MFA enhances security by combining multiple verification methods, such as passwords, device verification, and biometric data. This reduces the risk of any one layer being breached. For example, the system may require users to input a code from their phone or perform fingerprint or facial recognition in addition to entering a password. MFA can effectively reduce the success rate of new account fraud.

2. AI and Machine Learning (ML) Technology

AI and ML can detect potential fraud by analyzing user behavior patterns. These technologies identify anomalies, such as deviations in account usage, IP address changes, and unusual login locations, increasing the accuracy of fraud risk alerts. Machine learning can also continuously learn and update to detect emerging fraud patterns.

3. NFC Chip Verification

NFC chip verification is a powerful tool for document authentication. Unlike static image-based verification systems, NFC chips provide highly reliable validation, ensuring that document data cannot be tampered with or forged.

4. Behavioral Biometrics

Behavioral biometrics analyze user-specific characteristics such as typing speed, mouse movement patterns, and touchscreen pressure to determine whether the user is the legitimate account holder. This technique can detect anomalies when fraudsters attempt to mimic genuine user behavior, enhancing the reliability of identity verification.

5. Data Analytics Platforms

Data analytics platforms integrate data from various sources to provide real-time risk assessments. Through cross-referencing multiple data points, the system can quickly detect unusual activities and respond promptly to potential fraud. These platforms also continuously update risk models to address evolving fraud tactics.

6. Patching System Vulnerabilities

Fixing system vulnerabilities is critical to preventing NAF attacks. Blocking injection attacks, such as SQL injections, prevents fraudsters from exploiting system weaknesses for illegal operations. Businesses should conduct regular security tests and patch known vulnerabilities quickly to ensure system safety.

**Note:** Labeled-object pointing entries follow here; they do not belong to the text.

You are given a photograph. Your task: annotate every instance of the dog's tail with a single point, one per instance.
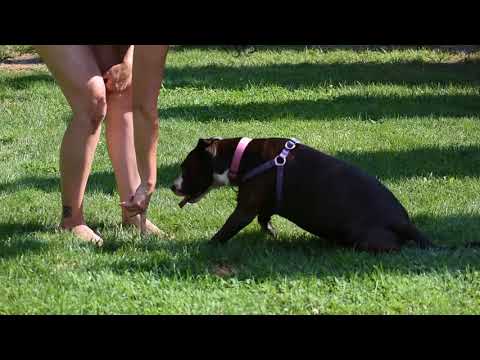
(408, 231)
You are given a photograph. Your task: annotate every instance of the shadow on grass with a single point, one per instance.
(294, 76)
(24, 82)
(460, 161)
(340, 108)
(103, 182)
(17, 239)
(307, 75)
(252, 255)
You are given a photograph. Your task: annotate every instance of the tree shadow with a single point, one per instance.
(458, 161)
(308, 75)
(102, 181)
(343, 107)
(26, 81)
(17, 239)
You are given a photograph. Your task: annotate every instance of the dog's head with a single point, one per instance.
(202, 170)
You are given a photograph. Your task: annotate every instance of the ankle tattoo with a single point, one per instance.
(67, 212)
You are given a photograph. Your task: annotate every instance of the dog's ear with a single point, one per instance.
(203, 143)
(210, 145)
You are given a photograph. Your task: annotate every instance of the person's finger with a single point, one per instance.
(143, 222)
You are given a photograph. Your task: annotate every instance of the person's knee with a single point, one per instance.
(92, 103)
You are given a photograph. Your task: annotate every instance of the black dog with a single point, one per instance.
(320, 194)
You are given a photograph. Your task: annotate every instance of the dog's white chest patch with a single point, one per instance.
(221, 179)
(178, 183)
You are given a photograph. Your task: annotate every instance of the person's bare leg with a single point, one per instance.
(121, 148)
(148, 69)
(119, 135)
(80, 79)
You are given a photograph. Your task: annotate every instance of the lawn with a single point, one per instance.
(410, 117)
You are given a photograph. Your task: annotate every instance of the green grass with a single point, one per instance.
(410, 117)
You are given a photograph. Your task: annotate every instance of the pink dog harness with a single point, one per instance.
(279, 162)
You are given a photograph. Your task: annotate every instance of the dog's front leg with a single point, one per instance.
(236, 222)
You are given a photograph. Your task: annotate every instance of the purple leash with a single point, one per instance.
(279, 161)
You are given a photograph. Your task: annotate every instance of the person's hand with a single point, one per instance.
(118, 77)
(138, 203)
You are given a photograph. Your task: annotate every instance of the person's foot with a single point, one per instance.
(150, 228)
(83, 232)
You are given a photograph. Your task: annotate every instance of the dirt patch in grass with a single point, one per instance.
(23, 62)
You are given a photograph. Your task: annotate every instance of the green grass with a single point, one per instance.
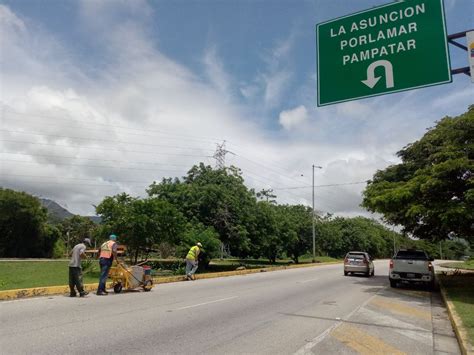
(460, 290)
(26, 274)
(468, 265)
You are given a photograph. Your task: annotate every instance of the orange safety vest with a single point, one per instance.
(106, 249)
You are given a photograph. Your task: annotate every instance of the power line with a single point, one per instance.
(328, 185)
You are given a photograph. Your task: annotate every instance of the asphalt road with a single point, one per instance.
(297, 311)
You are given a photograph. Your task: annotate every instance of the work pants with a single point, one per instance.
(191, 267)
(75, 280)
(105, 265)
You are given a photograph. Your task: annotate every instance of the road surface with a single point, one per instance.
(296, 311)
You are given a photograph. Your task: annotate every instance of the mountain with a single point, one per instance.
(57, 213)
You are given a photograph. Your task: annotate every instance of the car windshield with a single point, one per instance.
(411, 254)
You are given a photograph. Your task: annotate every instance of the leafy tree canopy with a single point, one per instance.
(140, 223)
(431, 192)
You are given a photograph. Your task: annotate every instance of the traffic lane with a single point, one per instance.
(260, 303)
(405, 320)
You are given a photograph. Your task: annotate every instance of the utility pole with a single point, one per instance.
(314, 232)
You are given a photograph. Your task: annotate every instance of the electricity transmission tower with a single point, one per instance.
(219, 155)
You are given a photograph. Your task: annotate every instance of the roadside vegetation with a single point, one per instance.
(429, 195)
(460, 290)
(26, 274)
(464, 265)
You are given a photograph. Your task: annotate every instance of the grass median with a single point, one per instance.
(17, 274)
(460, 291)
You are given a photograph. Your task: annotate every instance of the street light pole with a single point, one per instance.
(314, 233)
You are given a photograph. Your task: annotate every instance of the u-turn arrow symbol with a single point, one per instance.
(372, 80)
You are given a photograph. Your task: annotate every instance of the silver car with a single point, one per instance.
(358, 262)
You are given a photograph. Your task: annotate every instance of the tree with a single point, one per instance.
(216, 198)
(24, 232)
(431, 192)
(295, 227)
(140, 223)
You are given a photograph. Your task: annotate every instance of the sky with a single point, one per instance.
(99, 97)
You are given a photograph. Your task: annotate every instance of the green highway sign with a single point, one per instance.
(395, 47)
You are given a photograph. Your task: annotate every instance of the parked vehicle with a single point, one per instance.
(409, 265)
(358, 262)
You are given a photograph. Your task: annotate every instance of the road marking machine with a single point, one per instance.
(130, 277)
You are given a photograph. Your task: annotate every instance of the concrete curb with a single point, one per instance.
(461, 334)
(58, 290)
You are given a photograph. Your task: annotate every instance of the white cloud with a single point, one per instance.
(215, 71)
(78, 132)
(293, 118)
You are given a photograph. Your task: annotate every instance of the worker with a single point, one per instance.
(107, 254)
(75, 268)
(192, 261)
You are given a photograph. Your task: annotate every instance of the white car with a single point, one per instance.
(412, 266)
(358, 262)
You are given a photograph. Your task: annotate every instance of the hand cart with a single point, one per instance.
(130, 277)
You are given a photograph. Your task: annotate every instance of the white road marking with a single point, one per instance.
(306, 349)
(203, 304)
(302, 282)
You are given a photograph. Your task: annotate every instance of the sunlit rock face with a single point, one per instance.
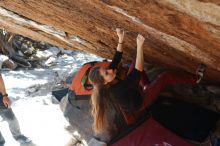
(180, 34)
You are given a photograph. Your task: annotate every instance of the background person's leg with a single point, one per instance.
(14, 126)
(2, 140)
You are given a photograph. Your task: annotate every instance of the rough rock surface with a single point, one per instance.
(179, 34)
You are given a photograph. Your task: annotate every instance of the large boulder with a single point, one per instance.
(179, 34)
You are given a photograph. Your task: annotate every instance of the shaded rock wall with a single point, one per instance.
(179, 34)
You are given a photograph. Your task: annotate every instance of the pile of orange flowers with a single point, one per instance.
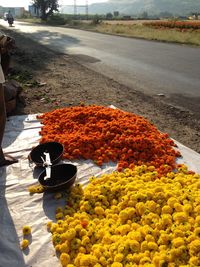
(105, 134)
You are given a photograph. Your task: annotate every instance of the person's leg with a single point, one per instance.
(4, 158)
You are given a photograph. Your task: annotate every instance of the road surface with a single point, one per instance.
(148, 66)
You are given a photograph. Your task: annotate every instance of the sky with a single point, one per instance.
(25, 3)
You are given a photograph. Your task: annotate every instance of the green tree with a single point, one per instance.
(46, 7)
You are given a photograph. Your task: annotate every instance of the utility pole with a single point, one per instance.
(75, 8)
(86, 8)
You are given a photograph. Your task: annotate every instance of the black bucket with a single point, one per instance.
(62, 177)
(55, 150)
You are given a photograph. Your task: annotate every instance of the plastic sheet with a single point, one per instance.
(19, 208)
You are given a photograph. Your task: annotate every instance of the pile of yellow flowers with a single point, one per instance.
(131, 219)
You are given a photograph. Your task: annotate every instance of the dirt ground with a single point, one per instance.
(52, 80)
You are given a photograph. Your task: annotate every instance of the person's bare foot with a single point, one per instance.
(8, 160)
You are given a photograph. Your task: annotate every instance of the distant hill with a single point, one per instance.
(136, 7)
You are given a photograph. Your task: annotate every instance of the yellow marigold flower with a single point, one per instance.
(180, 217)
(64, 248)
(195, 246)
(194, 261)
(177, 242)
(26, 230)
(152, 246)
(99, 210)
(145, 260)
(178, 207)
(24, 244)
(118, 257)
(171, 201)
(117, 264)
(64, 259)
(144, 246)
(167, 209)
(59, 216)
(85, 241)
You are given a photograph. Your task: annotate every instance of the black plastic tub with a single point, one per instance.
(62, 177)
(55, 150)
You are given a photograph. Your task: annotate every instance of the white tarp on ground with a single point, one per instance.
(19, 208)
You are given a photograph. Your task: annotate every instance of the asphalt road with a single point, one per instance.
(148, 66)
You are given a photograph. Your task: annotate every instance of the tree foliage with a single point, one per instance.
(46, 7)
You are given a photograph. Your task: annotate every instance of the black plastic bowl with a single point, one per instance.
(55, 150)
(62, 177)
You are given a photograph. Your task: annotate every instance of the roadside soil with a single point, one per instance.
(52, 80)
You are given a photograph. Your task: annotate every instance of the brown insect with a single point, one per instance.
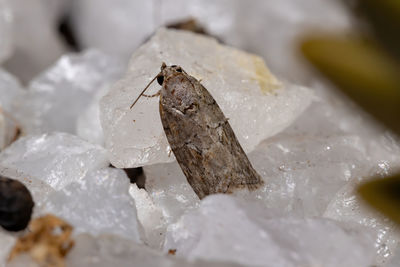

Authme Offers Identity Verification Solutions

Facing the rising threat of New Account Fraud (NAF), strengthening identity verification is key to building a digital security defense. Authme provides a comprehensive identity verification solution that reduces the risk of forged identities and fraudulent account openings.

• NFC Chip Verification Technology: Authme uses NFC chip verification to ensure the authenticity of identity documents. This technology prevents fraudsters from altering or forging document data, addressing risks associated with self-uploaded documents.
• App Verification: Compared to web verification, we recommend users verify their identity through an app. This method significantly reduces the risk of injection attacks and eliminates the vulnerabilities that fraudsters exploit in web verification, as seen in ProKYC’s demonstration video.
• Camera Permission Management: Authme’s SDK directly obtains phone camera permissions, eliminating the need for users to manually upload identity documents. This not only simplifies the process but also ensures security, reducing the risk of data tampering or forgery during the process.
• Ongoing Anti-fraud Technology Updates: We continuously improve our technical solutions to combat increasingly sophisticated fraud tactics and technical challenges, providing higher levels of security for businesses and users to ensure that identity verification systems remain resilient against fraud.